I remember during my first coffee-cupping at this shop, I thought I was working with lunatics. These people were describing flavors they were tasting in the cup like “mango” “cinnamon” and “notes of black currant” That to me, simply weren’t there. I thought they were just making shit up, because I wasn’t getting any of that. The nuances were all completely lost on me, and it was frustrating. I was venting about this to a (very patient) coworker, and then she dropped a truth bomb on me. “You can develop your palate. It’s a skill like any other. You just have to be patient, and pay attention.” Live in the moment, essentially. That I could do.
I’ve never been the best student, but over the next year I dove in headfirst. Picture a ‘Rocky’ training montage, but with coffee. So way less cool. The first time I actually tasted a note in coffee that other people tasted was a revelation. I was Keanu Reeves in the matrix. I knew Kung Fu.
The tasting note was pineapple, in case you were wondering.
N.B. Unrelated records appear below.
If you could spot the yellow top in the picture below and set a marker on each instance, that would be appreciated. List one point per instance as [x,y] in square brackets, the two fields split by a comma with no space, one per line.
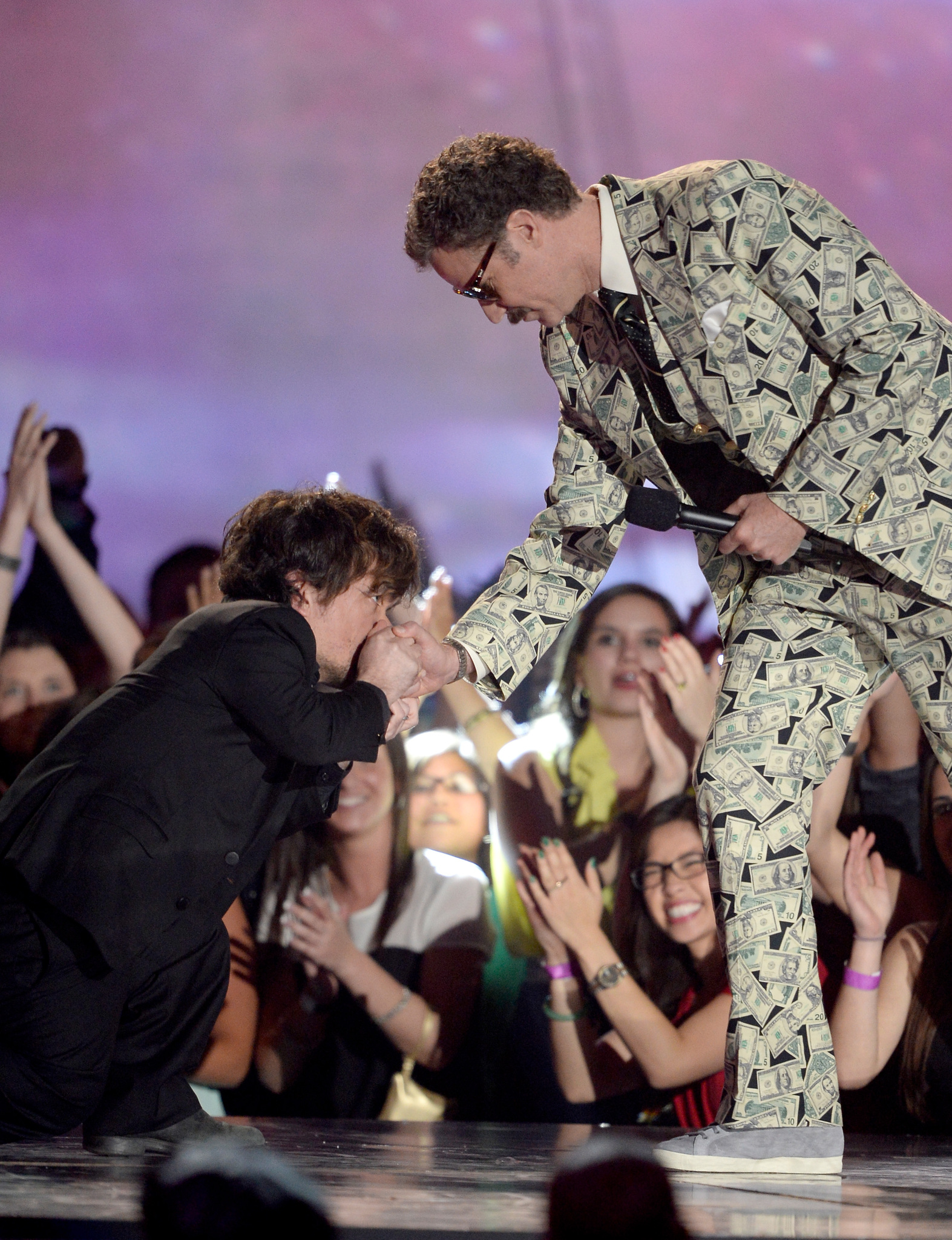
[592,773]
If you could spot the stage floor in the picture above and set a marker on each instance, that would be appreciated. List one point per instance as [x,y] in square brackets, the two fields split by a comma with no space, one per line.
[449,1178]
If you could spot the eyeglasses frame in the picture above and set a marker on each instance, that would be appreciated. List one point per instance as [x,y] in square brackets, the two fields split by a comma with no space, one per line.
[471,288]
[636,876]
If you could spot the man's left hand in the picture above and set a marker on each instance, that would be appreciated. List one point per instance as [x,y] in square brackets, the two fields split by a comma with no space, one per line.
[764,530]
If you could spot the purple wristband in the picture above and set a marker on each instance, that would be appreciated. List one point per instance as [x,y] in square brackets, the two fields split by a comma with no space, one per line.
[861,981]
[557,971]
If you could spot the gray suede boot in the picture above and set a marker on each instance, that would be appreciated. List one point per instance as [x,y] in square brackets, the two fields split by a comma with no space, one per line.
[807,1151]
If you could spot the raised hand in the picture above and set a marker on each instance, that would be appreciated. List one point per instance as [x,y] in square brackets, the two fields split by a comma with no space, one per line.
[442,615]
[391,660]
[27,469]
[404,714]
[553,946]
[439,664]
[318,933]
[571,905]
[689,690]
[864,886]
[668,764]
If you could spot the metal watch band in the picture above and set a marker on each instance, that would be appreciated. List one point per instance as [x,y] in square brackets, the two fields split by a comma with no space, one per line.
[606,977]
[461,655]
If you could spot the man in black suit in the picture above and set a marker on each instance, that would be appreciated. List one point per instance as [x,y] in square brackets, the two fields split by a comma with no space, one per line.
[123,843]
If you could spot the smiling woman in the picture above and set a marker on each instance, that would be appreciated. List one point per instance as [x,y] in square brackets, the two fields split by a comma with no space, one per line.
[660,981]
[629,706]
[372,949]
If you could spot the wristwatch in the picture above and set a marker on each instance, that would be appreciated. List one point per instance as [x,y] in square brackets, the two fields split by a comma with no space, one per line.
[462,658]
[606,977]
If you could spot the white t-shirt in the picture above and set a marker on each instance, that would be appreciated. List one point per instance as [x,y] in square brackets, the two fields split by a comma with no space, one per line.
[445,903]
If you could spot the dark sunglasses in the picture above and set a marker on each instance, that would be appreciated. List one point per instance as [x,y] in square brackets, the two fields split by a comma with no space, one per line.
[471,288]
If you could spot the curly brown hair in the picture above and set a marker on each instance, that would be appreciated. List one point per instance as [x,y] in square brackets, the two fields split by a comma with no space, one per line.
[464,197]
[332,538]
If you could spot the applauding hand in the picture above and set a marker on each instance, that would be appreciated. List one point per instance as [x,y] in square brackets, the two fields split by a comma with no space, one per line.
[318,933]
[570,905]
[864,887]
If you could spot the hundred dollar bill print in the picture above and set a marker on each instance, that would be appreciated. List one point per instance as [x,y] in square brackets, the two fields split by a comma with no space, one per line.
[830,383]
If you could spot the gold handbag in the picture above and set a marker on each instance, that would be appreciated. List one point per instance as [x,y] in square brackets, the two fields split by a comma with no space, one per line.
[405,1098]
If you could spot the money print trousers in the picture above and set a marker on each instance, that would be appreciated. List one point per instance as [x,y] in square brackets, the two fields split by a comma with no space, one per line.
[806,648]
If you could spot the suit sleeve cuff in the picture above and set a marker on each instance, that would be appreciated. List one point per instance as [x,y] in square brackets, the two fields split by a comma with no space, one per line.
[373,698]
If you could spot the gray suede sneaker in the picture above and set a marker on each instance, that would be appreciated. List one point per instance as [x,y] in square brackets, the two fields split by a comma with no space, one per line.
[807,1151]
[196,1127]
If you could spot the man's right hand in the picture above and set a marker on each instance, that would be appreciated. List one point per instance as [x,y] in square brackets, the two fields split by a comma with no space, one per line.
[441,664]
[392,662]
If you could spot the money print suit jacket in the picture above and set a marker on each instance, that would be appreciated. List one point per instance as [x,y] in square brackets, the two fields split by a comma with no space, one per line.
[827,386]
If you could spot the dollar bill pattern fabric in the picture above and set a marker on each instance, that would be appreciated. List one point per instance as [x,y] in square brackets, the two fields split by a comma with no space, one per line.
[807,644]
[830,380]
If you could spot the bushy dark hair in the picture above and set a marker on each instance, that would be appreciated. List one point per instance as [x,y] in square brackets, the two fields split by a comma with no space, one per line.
[332,538]
[170,581]
[464,197]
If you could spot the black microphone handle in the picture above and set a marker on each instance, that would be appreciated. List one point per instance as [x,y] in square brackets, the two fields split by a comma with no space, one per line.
[706,523]
[718,524]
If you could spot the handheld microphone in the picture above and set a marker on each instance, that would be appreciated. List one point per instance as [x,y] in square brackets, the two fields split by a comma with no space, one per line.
[662,510]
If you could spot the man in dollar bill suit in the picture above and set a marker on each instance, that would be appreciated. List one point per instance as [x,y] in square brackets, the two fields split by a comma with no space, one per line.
[724,331]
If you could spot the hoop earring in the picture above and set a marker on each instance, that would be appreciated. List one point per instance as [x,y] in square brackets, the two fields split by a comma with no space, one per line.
[580,702]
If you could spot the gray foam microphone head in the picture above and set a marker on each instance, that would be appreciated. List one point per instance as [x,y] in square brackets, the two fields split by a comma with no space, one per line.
[655,510]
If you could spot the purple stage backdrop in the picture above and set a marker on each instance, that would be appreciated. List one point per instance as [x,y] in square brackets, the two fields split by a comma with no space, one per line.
[201,215]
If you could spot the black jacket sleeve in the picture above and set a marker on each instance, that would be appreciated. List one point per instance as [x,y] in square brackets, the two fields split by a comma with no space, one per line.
[267,674]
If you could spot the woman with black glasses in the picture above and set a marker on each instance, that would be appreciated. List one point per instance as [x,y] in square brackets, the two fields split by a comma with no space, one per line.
[650,1002]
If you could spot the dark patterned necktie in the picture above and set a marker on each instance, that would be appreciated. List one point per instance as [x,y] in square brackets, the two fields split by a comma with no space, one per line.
[629,318]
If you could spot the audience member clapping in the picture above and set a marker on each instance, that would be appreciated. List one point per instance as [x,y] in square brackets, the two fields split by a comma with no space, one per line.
[628,711]
[371,951]
[593,750]
[658,980]
[449,808]
[35,678]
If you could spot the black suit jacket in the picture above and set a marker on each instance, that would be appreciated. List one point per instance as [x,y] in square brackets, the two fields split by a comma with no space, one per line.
[164,797]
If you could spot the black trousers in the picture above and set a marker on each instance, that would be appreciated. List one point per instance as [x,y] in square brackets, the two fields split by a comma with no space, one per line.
[111,1049]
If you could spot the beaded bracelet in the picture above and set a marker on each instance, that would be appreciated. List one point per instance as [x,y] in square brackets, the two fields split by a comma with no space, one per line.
[397,1009]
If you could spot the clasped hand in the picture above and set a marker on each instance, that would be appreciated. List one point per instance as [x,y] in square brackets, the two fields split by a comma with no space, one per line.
[317,933]
[764,531]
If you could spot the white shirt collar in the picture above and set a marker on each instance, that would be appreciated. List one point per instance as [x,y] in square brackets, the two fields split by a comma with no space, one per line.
[615,267]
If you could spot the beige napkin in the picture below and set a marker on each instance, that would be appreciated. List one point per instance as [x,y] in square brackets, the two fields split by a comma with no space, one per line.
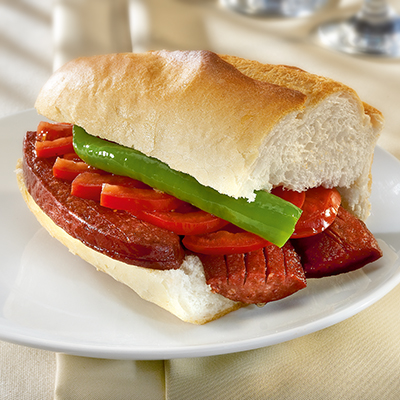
[356,359]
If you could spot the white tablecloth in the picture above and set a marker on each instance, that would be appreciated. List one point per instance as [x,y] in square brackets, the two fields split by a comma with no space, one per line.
[363,365]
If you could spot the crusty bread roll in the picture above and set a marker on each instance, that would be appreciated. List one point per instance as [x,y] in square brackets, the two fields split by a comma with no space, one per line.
[258,125]
[183,292]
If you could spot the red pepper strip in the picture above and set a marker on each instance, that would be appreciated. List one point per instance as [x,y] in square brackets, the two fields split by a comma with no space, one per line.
[68,170]
[183,223]
[53,148]
[89,184]
[72,156]
[223,242]
[296,198]
[49,131]
[319,211]
[130,199]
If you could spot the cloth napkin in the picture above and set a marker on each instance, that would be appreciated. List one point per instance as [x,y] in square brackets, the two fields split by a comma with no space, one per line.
[356,359]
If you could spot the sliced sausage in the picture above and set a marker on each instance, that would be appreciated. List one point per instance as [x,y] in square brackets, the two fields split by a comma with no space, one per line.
[345,246]
[261,276]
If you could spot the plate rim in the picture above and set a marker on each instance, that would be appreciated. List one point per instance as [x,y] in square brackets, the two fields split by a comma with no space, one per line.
[11,334]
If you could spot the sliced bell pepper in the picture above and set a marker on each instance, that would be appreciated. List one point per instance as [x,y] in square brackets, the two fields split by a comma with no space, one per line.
[268,216]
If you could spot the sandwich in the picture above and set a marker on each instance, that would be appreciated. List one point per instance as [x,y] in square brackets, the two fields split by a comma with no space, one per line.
[204,182]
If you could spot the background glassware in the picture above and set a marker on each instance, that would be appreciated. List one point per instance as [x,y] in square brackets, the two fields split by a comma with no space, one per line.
[275,8]
[374,31]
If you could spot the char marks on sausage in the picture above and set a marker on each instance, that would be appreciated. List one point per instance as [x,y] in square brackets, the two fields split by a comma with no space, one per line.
[261,276]
[345,246]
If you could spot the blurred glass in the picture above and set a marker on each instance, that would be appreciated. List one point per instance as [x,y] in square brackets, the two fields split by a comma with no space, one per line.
[373,31]
[275,8]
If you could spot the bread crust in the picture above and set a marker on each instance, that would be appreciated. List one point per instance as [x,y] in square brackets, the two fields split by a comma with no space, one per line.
[233,124]
[192,110]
That one tasting note opened a hundred doors for me. I don’t naturally have the best palate. I smoked a pack and a half a day for over a decade, and you’d have to remove your shoes and socks to count the number of times my nose has been broken. But in spite of this, I was able to develop my abilities to the point where I could pick the tasting notes out of a piece of white bread. There was no going back to dark roasts. I truly fell in love with coffee at this point, a love that it seems I’ll be stuck with forever.
So where am I going with all of this? Why am I going all ‘David Copperfield’ on you and relating my entire life story? Well for one, I’m bored. But the more pressing truth I’m trying to get at is the importance of having an open mind. In coffee, and in life in general. I was dragged kicking and screaming into specialty coffee because I’d already made up my mind about what coffee was. And then life conspired a series of events to make even someone as stubborn as me realize I was missing out on so much joy and beauty by boxing myself in. There’s a life lesson in there somewhere that transcends coffee, I’m sure.
So try new things. Next time you come in the shop order something different.
Do you always take your drip with cream? Take a risk and try it black.
Ever tried oat milk? I hate alternative milk, but it’s actually pretty damn good.
Maybe you get a 16-ounce latte every day. We love make amazing lattes at Treeline, but step outside of your comfort zone and order a cortado.
Try a pour-over coffee from a region you’ve never experienced before.
If you want to get really crazy, try a straight espresso, the drink of the gods.
The stakes are pretty low here, the worst thing that’ll happen is you’ll hate it and maybe start to appreciate your old drink order a little more. If you’re wanting to mix things up but don’t know where to begin, ask your nearest barista. We all love coffee. “I wanted to try something new because Dan said so, what do you like?” is a pretty good first step on the coffee adventure I’m forcing you to take. Well, not forcing, but strongly encouraging.
I’ll leave you with some words from J.R.R. Tolkien, because I’m a nerd.
“It's a dangerous business, going out your door. You step onto the road, and if you don't keep your feet, there's no knowing where you might be swept off to.”
So take that step. It’s a little thing, but in my life it’s the little things that have always ended up having the most meaning in the end. Coffee is supposed to be fun, so open your door, get out there, and have some fun, damn it. That’s an order.